Coge su móvil de la mesita y comprueba la hora que es en España: son las dos de la tarde y él no le ha respondido al último mensaje que ella le envió la pasada noche. Lleva un par de días ultimando los detalles del videoclip de "De la Tierra hasta Marte". Desde que se trasladó a Nueva York hace una semana sabe que su novio no ha parado de trabajar de forma incansable, pero vuelve a sentirse algo abandonada. Amaia sabe que Alfred es muy perfeccionista pero no puede parar de recordar que el chico le hizo la promesa de que estaría mucho más pendiente de ella.

Se mete a Instagram y ve una fotografía del mural que ha colocado en ese estudio de grabación que simula la habitación de su novio. Un par de retratos de David Bowie, una señal de tráfico, un póster de un astronauta... Claro que le da like, esas instantáneas parecen no tener sentido separadas pero juntas conforman un todo que les define a ambos a la perfección.

Esos días se le han pasado volando, lo más pesado de todo fueron las horas de vuelo. Javier, por fortuna, se presentó en el aeropuerto cuando les tocaba facturar las maletas y se pasó las 9 horas de trayecto en avión abroncando a su hermana pequeña. Hubo tiempo para todo, se gritaron en susurros, se reprocharon cosas, Amaia lloró y pidió perdón y Javier aceptó sus disculpas y la promesa de dejarse llevar un poco más por él.

Ahora, tumbada en esa cama enorme de una habitación totalmente impersonal, parece que su vida ha vuelto un poco a la normalidad, si es que se le puede llamar así a su situación. Se fue de Barcelona enfadada con sus padres, con sus amigas, con su hermano y con su novio, sintiéndose la persona más solitaria del planeta cuando todo el mundo desearía estar en su lugar por estar haciendo realidad su sueño de infancia.
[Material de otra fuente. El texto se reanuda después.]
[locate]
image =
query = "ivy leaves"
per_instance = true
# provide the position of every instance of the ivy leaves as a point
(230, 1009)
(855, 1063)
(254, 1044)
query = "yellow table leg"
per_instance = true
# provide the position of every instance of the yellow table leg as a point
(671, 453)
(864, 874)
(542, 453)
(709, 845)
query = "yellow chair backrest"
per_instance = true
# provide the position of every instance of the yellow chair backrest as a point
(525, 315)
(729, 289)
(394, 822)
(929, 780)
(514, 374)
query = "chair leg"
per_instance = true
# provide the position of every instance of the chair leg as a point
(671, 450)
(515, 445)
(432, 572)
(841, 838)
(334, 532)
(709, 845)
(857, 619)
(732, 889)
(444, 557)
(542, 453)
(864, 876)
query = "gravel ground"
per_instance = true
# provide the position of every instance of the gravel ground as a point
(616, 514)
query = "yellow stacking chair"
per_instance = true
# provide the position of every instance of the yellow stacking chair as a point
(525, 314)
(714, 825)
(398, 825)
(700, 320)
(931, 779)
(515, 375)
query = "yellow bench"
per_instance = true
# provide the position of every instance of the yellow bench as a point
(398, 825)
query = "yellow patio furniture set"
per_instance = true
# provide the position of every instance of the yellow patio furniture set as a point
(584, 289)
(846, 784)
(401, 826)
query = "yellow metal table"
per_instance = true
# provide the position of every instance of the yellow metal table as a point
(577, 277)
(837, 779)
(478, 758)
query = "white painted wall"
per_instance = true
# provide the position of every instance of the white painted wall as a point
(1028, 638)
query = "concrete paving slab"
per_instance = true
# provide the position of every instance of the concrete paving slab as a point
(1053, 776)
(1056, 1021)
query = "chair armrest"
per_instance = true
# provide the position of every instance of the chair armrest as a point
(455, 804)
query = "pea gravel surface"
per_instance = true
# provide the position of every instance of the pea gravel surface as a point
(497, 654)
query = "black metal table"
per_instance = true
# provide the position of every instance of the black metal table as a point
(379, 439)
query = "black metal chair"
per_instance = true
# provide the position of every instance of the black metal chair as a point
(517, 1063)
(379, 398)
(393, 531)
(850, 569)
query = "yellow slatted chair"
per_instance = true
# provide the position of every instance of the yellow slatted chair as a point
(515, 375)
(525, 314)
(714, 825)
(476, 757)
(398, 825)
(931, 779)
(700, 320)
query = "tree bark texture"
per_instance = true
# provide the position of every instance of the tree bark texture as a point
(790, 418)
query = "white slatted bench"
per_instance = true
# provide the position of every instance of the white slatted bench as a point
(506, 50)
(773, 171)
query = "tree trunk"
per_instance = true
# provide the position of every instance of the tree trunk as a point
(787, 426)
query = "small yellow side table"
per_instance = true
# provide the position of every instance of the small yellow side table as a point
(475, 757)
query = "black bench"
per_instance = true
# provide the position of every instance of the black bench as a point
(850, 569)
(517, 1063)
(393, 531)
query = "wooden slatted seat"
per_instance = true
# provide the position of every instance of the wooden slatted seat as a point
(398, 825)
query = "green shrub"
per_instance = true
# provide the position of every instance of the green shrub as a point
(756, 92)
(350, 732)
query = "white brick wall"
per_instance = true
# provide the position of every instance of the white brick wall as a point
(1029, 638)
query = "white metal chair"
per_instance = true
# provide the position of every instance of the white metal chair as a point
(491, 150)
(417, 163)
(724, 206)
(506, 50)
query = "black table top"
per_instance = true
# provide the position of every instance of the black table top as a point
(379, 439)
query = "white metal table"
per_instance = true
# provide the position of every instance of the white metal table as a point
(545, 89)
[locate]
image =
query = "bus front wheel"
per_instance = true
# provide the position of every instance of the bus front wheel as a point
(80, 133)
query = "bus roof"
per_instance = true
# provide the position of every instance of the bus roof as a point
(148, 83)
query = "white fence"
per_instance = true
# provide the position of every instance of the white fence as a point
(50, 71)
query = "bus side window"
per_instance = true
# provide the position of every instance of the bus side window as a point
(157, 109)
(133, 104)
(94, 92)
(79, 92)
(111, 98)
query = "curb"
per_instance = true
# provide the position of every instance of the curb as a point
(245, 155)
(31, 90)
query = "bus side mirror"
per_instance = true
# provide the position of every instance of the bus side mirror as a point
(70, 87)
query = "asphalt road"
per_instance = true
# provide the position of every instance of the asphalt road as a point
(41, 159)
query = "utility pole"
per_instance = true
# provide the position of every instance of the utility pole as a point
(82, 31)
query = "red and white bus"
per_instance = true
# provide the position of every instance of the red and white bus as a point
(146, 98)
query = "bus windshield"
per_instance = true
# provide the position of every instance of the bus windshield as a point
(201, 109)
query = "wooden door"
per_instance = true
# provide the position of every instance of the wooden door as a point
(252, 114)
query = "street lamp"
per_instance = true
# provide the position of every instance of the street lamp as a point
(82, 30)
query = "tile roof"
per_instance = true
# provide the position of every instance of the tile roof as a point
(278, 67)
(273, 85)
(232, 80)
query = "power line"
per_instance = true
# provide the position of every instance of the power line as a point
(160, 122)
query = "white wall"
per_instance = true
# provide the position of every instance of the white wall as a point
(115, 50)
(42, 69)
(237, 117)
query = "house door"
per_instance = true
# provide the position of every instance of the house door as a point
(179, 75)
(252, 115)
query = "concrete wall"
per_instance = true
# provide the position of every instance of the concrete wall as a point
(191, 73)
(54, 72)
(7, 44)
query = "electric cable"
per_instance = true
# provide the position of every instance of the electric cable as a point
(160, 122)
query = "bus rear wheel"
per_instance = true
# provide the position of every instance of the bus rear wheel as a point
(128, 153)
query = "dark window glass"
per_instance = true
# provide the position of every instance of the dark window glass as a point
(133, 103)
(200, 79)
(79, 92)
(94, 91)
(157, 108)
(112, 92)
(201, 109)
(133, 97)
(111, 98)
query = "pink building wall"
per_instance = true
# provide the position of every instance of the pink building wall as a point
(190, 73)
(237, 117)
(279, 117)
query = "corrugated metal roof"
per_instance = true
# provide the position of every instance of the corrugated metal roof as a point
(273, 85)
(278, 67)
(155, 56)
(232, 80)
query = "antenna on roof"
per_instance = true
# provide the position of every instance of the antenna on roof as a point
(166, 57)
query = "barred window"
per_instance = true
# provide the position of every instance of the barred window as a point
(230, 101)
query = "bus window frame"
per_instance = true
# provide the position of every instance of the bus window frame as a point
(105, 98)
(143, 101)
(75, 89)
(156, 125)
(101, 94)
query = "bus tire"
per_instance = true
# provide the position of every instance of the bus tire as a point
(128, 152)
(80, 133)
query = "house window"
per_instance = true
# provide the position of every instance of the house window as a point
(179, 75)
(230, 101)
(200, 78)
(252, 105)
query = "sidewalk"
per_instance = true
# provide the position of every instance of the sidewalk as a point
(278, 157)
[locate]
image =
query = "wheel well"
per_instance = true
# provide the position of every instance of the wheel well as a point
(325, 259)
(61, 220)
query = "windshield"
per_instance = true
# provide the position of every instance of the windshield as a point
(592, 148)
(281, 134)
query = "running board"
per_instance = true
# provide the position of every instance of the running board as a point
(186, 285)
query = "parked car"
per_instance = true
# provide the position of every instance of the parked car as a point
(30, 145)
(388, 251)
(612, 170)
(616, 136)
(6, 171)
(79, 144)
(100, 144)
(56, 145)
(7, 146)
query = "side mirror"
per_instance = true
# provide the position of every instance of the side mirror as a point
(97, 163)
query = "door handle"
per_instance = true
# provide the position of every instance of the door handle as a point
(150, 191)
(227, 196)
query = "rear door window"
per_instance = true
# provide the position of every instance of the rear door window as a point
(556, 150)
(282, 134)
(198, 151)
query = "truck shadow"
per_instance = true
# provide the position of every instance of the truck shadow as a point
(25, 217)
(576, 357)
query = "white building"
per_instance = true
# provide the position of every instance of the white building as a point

Piensa con alivio en que al menos hizo las paces con Alfred antes de que 6162 kilómetros les separaran. No puede evitar recordar las últimas horas que pasaron juntos; se ducharon juntos, como siempre, quitándose las inseguridades el uno al otro, y, al despedirse, se prometieron hablar siempre que pudieran. Amaia parece notar aún los brazos de su novio estrechándole contra su cuerpo cálido, con la esperanza de fundirse en uno eternamente y no verse en la obligación de separarse.

Coge su móvil con decisión y marca su número de teléfono en Facetime, quiere escuchar de su propia voz que todo va bien por Barcelona, que el rodaje está yendo tal y como se esperaba. Un par de tonos más tarde, Alfred coge el teléfono.

—Hola, titi.

—Hola... Suenas cansadito, ¿todo bien? —pregunta Amaia preocupada al verle la cara.

—Sí, es sólo que no recordaba lo duro que era un rodaje. Desde el año pasado que no hago nada con la cámara, pero bueno. ¿Tú qué tal? No he querido hablarte por Whats App por si aún dormías.

—Bien, de hecho acabo de despertarme. Quiero volver cuanto antes a España y dejarlo todo ya hecho.

—No te impacientes. ¿Cuándo te dijeron en Universal que tenías que sacarlo?

—Pues para una semana antes de Navidad más o menos, como todos... Ya sabes que les encanta lo de vender lo que sea y ahora mismo nosotros somos una mina.

—Ya... —Amaia escucha cómo una voz femenina llama a Alfred al otro lado de la línea telefónica y sin querer su voz se vuelve ruda y seca—: ¿Quién es esa?

—Es Laia, la actriz que hace de ti en el videoclip —dice Alfred intentando rebajarle importancia a ese hecho.

—¿Y qué quiere? —Amaia continúa directa con su interrogatorio.